LITTLE ROCK, Ark. – A federal court has ruled Thursday, that Arkansas cannot ban transgender children from receiving gender-affirming medical care.
In 2021, Arkansas was the first state to ban transgender children from receiving gender-affirming medical care.
“What this does, is the legislation itself makes it where they aren’t given medical treatment that can’t be reversed later on,” said State Senator for District 5, Bob Ballinger.
This law prohibited doctors from providing gender-confirming hormone treatment, puberty blockers, and surgery to anyone under 18 years old, or from referring them to other providers for the treatment.
“That thing that had made him so incredibly happy and confident in who he was as a person, having that potentially taken away was a really scary time,” said the mother of a transgender son, Joanna Brandt.
The American Civil Liberties Union and the American Civil Liberties Union of Arkansas filed a lawsuit on behalf of four transgender kids, their parents, and two Arkansas doctors.
Joanna Brandt’s son Dylan had been going through transgender treatments for months before this law.
Brandt said that getting involved in the lawsuit was necessary.

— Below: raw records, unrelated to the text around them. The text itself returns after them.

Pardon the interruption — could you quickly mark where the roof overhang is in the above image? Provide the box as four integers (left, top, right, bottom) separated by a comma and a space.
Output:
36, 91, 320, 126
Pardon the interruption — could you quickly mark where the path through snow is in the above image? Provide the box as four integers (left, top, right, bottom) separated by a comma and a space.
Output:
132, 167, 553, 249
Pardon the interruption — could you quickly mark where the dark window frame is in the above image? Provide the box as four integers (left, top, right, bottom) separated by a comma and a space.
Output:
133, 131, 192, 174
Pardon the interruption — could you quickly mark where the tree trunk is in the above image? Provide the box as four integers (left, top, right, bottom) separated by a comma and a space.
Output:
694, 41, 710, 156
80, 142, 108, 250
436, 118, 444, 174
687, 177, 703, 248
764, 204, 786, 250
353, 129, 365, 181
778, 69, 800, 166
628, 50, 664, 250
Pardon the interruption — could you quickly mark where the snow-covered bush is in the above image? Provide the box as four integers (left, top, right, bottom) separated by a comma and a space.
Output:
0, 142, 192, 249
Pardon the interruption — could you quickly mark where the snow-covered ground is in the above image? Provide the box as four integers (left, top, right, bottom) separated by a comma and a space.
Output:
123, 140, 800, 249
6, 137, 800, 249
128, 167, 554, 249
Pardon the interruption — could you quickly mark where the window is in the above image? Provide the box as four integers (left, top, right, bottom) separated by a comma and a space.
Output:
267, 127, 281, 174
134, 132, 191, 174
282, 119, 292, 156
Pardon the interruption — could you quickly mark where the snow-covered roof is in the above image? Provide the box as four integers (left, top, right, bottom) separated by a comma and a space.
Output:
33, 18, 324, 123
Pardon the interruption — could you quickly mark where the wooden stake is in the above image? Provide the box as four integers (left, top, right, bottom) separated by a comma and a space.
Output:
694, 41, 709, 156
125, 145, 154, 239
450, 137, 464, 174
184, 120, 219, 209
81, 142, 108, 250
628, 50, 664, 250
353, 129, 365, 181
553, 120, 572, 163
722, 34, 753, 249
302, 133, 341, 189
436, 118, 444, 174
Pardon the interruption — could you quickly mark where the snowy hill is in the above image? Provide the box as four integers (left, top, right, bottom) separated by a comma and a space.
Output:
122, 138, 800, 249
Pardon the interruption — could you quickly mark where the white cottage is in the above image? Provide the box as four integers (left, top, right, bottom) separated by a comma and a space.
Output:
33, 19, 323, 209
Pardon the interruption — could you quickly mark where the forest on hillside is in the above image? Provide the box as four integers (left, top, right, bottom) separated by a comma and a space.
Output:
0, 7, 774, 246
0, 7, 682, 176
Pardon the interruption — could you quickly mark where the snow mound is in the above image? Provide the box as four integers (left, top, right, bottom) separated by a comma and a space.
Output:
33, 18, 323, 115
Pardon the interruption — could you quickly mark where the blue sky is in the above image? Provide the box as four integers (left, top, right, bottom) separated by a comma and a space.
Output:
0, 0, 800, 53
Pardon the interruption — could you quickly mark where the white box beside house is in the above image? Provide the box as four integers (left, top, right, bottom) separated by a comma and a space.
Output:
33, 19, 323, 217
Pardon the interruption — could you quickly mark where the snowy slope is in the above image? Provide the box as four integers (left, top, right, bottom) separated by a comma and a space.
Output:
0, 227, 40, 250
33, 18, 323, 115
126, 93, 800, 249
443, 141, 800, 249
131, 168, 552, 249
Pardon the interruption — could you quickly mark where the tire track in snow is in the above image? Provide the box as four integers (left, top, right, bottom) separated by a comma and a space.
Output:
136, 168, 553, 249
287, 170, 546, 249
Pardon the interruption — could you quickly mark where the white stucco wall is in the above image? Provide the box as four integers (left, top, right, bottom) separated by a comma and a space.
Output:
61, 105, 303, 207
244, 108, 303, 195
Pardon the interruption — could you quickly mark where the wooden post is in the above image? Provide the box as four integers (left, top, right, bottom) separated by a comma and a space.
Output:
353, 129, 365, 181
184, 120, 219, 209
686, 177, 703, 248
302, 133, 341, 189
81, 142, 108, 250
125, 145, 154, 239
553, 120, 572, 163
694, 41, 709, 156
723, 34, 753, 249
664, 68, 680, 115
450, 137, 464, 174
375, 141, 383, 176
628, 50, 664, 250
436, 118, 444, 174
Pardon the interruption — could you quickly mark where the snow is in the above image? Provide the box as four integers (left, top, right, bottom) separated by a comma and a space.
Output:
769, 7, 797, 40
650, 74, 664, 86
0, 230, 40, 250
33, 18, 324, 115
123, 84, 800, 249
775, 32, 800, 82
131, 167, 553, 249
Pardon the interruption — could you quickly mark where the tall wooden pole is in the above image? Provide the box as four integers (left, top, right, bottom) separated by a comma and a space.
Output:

“We has some very serious discussions about what that was going to look like for our family if we did that, and we both decided that that was absolutely something that we wanted to participate in,” stated Brandt.

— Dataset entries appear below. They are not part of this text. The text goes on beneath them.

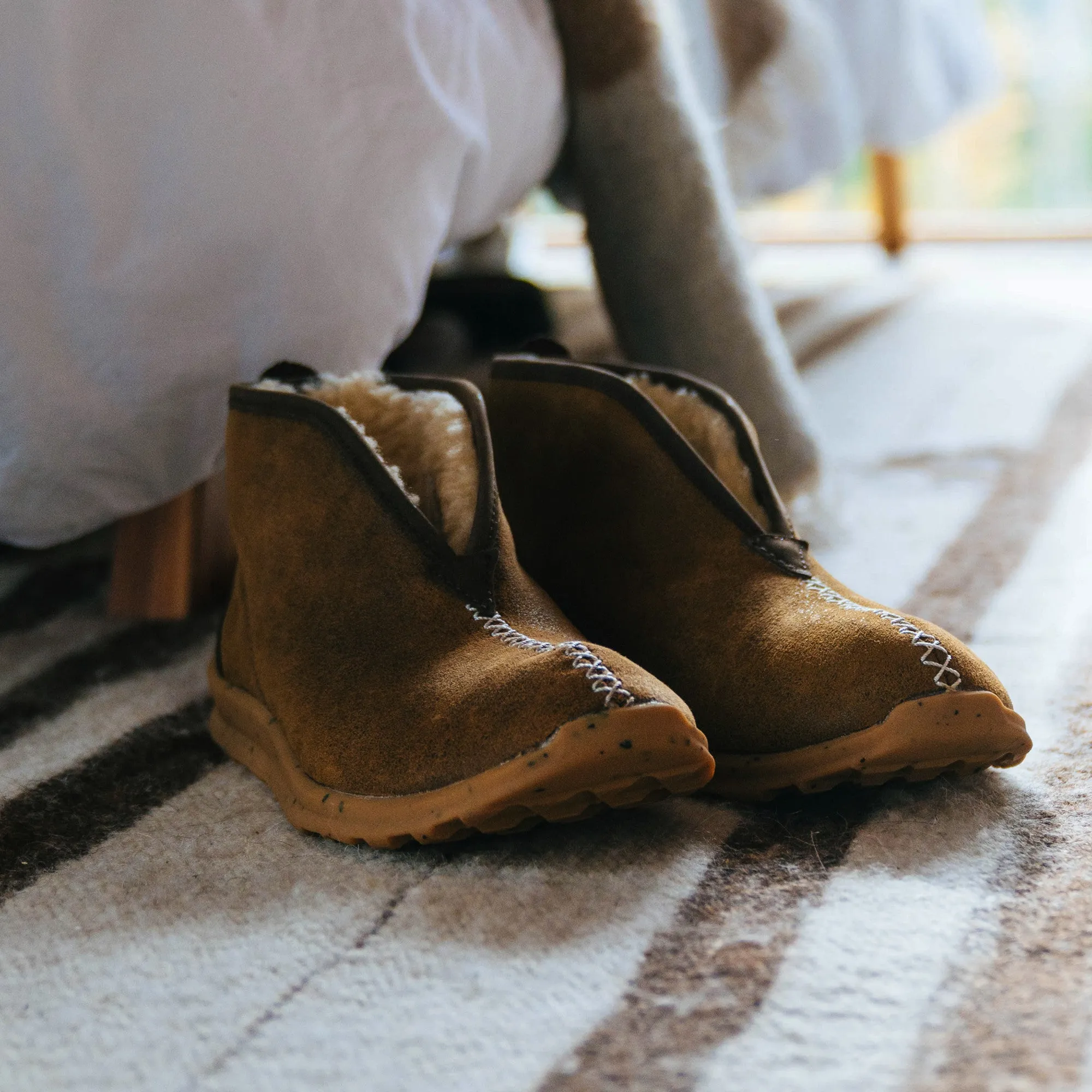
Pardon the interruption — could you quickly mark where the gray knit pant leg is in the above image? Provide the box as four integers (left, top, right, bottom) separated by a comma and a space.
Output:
554, 0, 819, 496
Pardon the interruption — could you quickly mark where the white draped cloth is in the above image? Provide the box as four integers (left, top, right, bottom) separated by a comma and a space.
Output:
721, 0, 998, 201
0, 0, 565, 546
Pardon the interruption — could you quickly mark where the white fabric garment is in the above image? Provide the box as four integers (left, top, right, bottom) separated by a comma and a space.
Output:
0, 0, 563, 546
709, 0, 998, 200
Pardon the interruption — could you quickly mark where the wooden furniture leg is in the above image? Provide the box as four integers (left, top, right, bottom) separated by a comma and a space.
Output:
108, 474, 235, 619
873, 151, 910, 258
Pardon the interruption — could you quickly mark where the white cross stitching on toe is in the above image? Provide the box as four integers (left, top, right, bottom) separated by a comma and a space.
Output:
466, 603, 634, 709
804, 577, 963, 690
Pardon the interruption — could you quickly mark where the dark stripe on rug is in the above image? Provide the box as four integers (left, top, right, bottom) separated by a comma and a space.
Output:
541, 354, 1092, 1092
906, 648, 1092, 1092
0, 698, 225, 899
0, 613, 216, 747
541, 788, 880, 1092
0, 558, 110, 634
904, 356, 1092, 641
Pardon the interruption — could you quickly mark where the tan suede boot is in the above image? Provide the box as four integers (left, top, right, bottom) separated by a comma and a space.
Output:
486, 356, 1031, 799
209, 364, 713, 846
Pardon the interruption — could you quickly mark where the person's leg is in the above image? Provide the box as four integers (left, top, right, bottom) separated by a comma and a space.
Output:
554, 0, 819, 496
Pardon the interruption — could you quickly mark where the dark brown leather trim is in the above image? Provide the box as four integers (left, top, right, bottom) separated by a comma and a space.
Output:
228, 376, 497, 613
600, 364, 796, 538
490, 355, 811, 579
383, 373, 500, 554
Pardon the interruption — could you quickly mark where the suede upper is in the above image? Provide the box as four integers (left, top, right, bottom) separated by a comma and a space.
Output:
486, 358, 1011, 753
218, 377, 689, 795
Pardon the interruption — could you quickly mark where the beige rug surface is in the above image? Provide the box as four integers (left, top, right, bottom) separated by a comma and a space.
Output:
0, 248, 1092, 1092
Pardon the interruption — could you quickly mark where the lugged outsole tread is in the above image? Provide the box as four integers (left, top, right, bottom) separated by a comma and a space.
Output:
209, 665, 713, 848
707, 691, 1031, 802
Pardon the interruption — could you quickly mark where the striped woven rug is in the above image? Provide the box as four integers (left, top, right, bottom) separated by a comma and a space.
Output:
6, 262, 1092, 1092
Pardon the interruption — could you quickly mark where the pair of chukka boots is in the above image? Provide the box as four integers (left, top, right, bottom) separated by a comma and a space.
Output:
209, 349, 1031, 847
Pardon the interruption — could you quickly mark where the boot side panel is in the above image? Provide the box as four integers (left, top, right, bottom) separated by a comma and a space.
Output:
488, 379, 974, 752
222, 411, 655, 795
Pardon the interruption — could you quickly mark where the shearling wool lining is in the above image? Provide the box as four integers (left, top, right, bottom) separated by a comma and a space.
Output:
257, 372, 478, 554
626, 376, 770, 531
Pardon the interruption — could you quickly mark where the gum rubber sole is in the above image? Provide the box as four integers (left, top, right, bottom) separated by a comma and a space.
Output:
209, 664, 713, 850
705, 690, 1031, 802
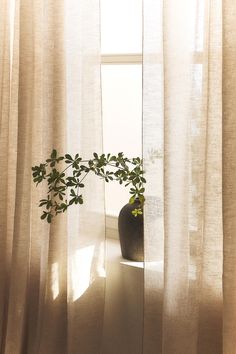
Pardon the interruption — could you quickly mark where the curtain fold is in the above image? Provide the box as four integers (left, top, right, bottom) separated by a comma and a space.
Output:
143, 0, 224, 354
0, 0, 105, 354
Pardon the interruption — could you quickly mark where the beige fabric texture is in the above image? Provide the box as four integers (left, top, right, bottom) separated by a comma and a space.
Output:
0, 0, 236, 354
143, 0, 233, 354
0, 0, 105, 354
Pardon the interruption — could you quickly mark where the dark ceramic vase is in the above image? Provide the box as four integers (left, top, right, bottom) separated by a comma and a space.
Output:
118, 199, 144, 262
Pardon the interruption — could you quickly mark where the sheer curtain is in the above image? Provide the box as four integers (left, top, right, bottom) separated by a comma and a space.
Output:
0, 0, 105, 354
143, 0, 224, 354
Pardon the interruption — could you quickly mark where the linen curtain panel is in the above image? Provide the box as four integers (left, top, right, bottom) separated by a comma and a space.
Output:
0, 0, 105, 354
143, 0, 236, 354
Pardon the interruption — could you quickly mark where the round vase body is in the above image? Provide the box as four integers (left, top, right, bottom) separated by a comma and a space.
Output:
118, 200, 144, 262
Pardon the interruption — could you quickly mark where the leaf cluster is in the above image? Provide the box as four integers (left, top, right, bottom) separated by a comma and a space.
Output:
32, 149, 146, 223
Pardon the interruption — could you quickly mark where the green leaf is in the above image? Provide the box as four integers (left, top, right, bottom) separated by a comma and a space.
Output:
129, 197, 135, 204
65, 154, 73, 161
47, 214, 52, 224
41, 211, 48, 220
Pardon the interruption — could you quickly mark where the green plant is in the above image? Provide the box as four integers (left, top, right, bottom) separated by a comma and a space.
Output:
32, 150, 146, 223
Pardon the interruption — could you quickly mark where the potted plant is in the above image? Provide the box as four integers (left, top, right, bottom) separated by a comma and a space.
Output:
32, 149, 146, 261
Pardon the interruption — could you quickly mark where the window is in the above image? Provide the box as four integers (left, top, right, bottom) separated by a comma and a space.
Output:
101, 0, 142, 216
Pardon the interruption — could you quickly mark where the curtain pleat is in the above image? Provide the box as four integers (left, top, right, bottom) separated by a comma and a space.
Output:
0, 0, 105, 354
143, 0, 223, 354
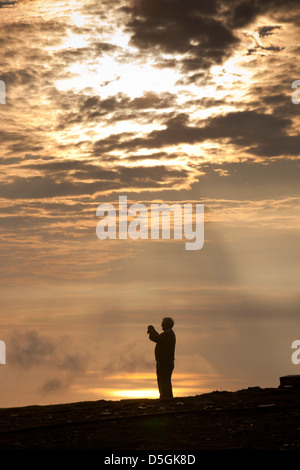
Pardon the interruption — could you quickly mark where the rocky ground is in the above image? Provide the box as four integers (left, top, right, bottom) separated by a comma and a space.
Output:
0, 387, 300, 452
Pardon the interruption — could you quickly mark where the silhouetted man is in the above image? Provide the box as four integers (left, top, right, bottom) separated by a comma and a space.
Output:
147, 317, 176, 400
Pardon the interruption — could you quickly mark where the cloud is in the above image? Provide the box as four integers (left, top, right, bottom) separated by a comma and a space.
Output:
127, 0, 238, 70
9, 330, 86, 373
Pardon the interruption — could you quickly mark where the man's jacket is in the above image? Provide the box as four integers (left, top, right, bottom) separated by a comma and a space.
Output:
149, 328, 176, 364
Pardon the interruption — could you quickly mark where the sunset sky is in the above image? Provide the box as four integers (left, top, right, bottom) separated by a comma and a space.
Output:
0, 0, 300, 407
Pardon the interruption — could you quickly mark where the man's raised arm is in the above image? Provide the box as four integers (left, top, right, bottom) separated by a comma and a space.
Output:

The ruling was overturned by a federal appeals court, which blocked Arkansas from enforcing the 2021 law.
“Transgender people deserve the right to healthy lives without fear and discrimination,” said executive director for the ACLU, Holly Dickson.
Although, some representatives for the state aren’t so excited.
“At this point, I would say we are still very early in the fight over this issue and ultimately I hope that the courts will side with what most Arkansans want, which is to protect our kids,” stated Ballinger.
A statement from Attorney General, Leslie Rutledge, states she “is extremely disappointed in today’s dangerously wrong decision by the three-judge panel and plans to seek review by the full 8th Circuit Court of Appeals”.